Tensions building in California Democratic Party between progressives and moderates
SAN DIEGO (KUSI) — Tension is building in the California Democratic Party between progressives who are ascending and the party’s moderate wing.
That tension was on display when party members gathered in San Diego over the weekend to endorse candidates and left without endorsing anybody.
Is this tension damaging to the party? Perhaps not. We’ve seen this before and it hasn’t hurt the party.
California remains overwhelmingly blue.
To get a perspective on the party failing to endorse Dianne Feinstein — a Senate icon in California for a quarter century — KUSI spoke with Democratic Strategist Larry Remer.
“She couldn’t even get over 40 percent of the party’s delegates to endorse her. She’ll probably win in November but that’s a reflection of the tension, there’s an insurgent wing,” Remer said.
An endorsement requires 60 percent of the delegates. Remer said the party leadership is equally fractured.
“There’s the tension inside the party people have talked about between Bernie wing and the Hillary wing, that’s very real, I mean it is definitely liberals and moderates inside the party,” Remer said.
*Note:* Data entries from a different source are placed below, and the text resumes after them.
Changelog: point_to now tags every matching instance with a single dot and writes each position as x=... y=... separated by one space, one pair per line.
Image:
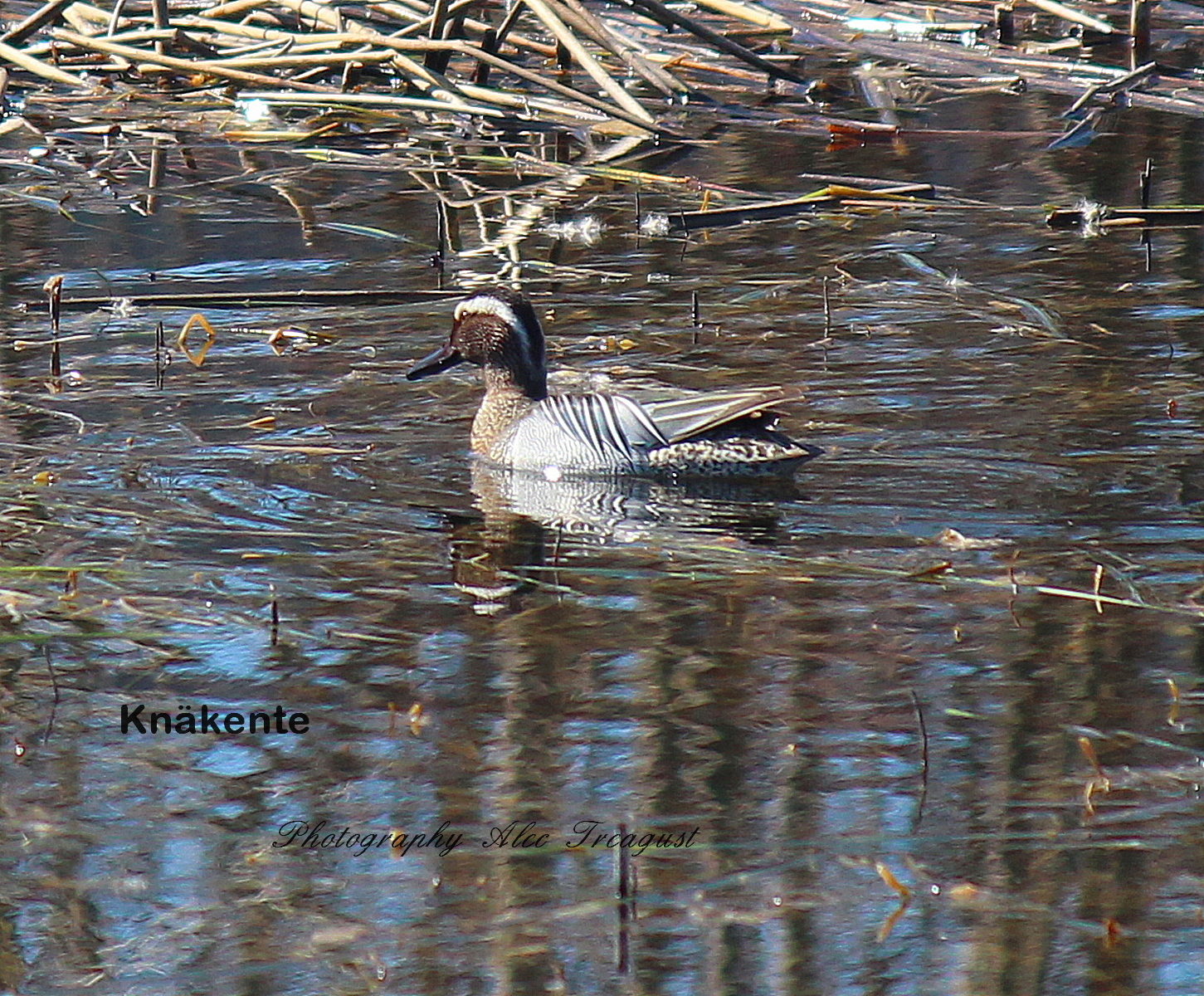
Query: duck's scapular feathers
x=520 y=425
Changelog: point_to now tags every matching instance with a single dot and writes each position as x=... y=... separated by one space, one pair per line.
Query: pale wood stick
x=592 y=66
x=183 y=66
x=43 y=15
x=749 y=12
x=1072 y=15
x=582 y=18
x=18 y=58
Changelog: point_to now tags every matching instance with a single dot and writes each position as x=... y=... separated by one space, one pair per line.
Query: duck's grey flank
x=522 y=427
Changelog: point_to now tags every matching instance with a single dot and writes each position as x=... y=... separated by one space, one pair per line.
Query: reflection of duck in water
x=530 y=523
x=522 y=427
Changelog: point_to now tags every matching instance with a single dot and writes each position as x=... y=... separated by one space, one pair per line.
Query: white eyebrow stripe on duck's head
x=485 y=304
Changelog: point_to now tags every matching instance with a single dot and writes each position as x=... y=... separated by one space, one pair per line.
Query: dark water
x=825 y=694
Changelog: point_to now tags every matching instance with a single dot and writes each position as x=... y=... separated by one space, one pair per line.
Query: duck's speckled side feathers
x=688 y=417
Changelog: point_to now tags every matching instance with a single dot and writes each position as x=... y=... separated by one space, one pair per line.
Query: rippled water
x=833 y=697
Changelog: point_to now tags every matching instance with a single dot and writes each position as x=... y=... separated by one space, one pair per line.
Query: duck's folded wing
x=685 y=417
x=606 y=423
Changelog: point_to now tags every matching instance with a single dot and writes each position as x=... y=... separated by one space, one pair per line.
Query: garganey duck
x=519 y=425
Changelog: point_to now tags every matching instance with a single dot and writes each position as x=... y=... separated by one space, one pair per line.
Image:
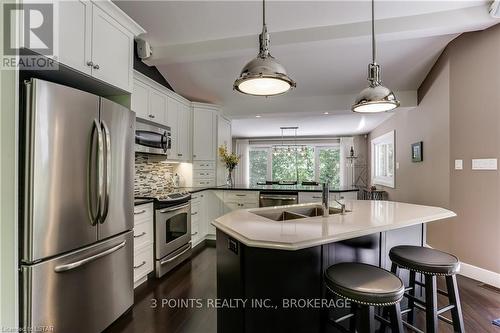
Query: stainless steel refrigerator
x=76 y=246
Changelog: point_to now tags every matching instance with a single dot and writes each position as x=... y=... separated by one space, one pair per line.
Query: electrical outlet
x=484 y=164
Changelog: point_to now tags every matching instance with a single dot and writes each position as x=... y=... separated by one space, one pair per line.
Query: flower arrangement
x=231 y=160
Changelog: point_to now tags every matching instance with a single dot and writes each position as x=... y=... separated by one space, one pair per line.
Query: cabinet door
x=140 y=100
x=75 y=29
x=172 y=121
x=157 y=106
x=204 y=135
x=213 y=209
x=112 y=50
x=184 y=132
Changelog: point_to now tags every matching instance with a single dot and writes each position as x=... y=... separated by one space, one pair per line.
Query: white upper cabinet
x=172 y=120
x=112 y=51
x=97 y=38
x=184 y=132
x=204 y=132
x=140 y=99
x=75 y=27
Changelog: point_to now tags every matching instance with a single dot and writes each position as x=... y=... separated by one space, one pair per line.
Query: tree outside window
x=307 y=163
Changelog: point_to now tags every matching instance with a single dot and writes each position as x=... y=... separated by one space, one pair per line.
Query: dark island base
x=282 y=291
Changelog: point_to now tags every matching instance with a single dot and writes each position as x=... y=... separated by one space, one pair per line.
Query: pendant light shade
x=376 y=98
x=264 y=75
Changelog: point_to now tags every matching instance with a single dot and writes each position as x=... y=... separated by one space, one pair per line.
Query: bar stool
x=431 y=263
x=367 y=287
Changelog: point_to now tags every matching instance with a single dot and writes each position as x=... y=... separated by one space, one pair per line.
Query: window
x=382 y=149
x=311 y=163
x=258 y=164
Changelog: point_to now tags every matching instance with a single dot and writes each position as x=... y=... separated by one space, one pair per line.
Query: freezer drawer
x=84 y=291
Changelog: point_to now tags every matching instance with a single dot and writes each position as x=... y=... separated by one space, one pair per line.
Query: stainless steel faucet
x=325 y=202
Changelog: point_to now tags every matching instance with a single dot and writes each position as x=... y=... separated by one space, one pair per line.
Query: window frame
x=384 y=139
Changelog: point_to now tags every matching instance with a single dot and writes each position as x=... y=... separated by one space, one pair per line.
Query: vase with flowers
x=230 y=160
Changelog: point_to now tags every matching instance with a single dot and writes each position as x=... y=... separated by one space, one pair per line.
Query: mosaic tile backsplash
x=153 y=175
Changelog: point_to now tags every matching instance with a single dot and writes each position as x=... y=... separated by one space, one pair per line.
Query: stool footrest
x=446 y=308
x=440 y=316
x=440 y=291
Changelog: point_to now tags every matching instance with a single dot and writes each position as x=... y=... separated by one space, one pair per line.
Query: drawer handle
x=73 y=265
x=140 y=265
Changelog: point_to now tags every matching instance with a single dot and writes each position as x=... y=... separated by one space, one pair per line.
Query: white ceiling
x=200 y=47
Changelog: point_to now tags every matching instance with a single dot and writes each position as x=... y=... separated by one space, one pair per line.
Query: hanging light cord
x=264 y=12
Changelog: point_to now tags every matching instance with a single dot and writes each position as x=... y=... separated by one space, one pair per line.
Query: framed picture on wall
x=417 y=152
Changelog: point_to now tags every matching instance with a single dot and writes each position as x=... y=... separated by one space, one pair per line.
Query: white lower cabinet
x=143 y=242
x=206 y=206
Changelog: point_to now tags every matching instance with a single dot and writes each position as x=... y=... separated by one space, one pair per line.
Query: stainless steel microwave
x=152 y=138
Remer said we’ve seen this division before, as recently as 2016 in the Kamala Harris Senate race to replace Barbara Boxer.
“This is an interesting year because there’s such unity against the Republicans, and the Republicans are unifying on their side,” Remer said.
The progressives on the far left are mounting a serious challenge to become the dominant force in the Democrat party.
“It’s hard to say if they’re the dominant factor. They’re clearly the loudest factor and they clearly are setting the agenda in so far as they’re saying these are issues that we’re gonna deal with,” Remer said.
Remer said unity is possible because both factions do agree on most issues. Health care, single-payer system and stiff opposition to President Trump.
“At the end of the day, they’re going to unite against whoever Trump supports,” Remer said. “If we had a Hillary presidency, the party would be in a very different situation and I think these fights would be more fractious.”
Gavin Newsom got the most votes at the convention, though all came up short.
“His speech was electrifying. The delegates were on their feet. He really nailed it,” Remer said. ” … Newsom still didn’t top 50 percent of the delegates for the endorsement, he did surprisingly well.”
It was not a good day for Antonio Villaraigosa, an accomplished candidate.
“He finished a weak third. He was not appreciated. There were boos when he spoke,” Remer said.
A party endorsement is coveted because it brings an estimated $2 million in additional fundraising.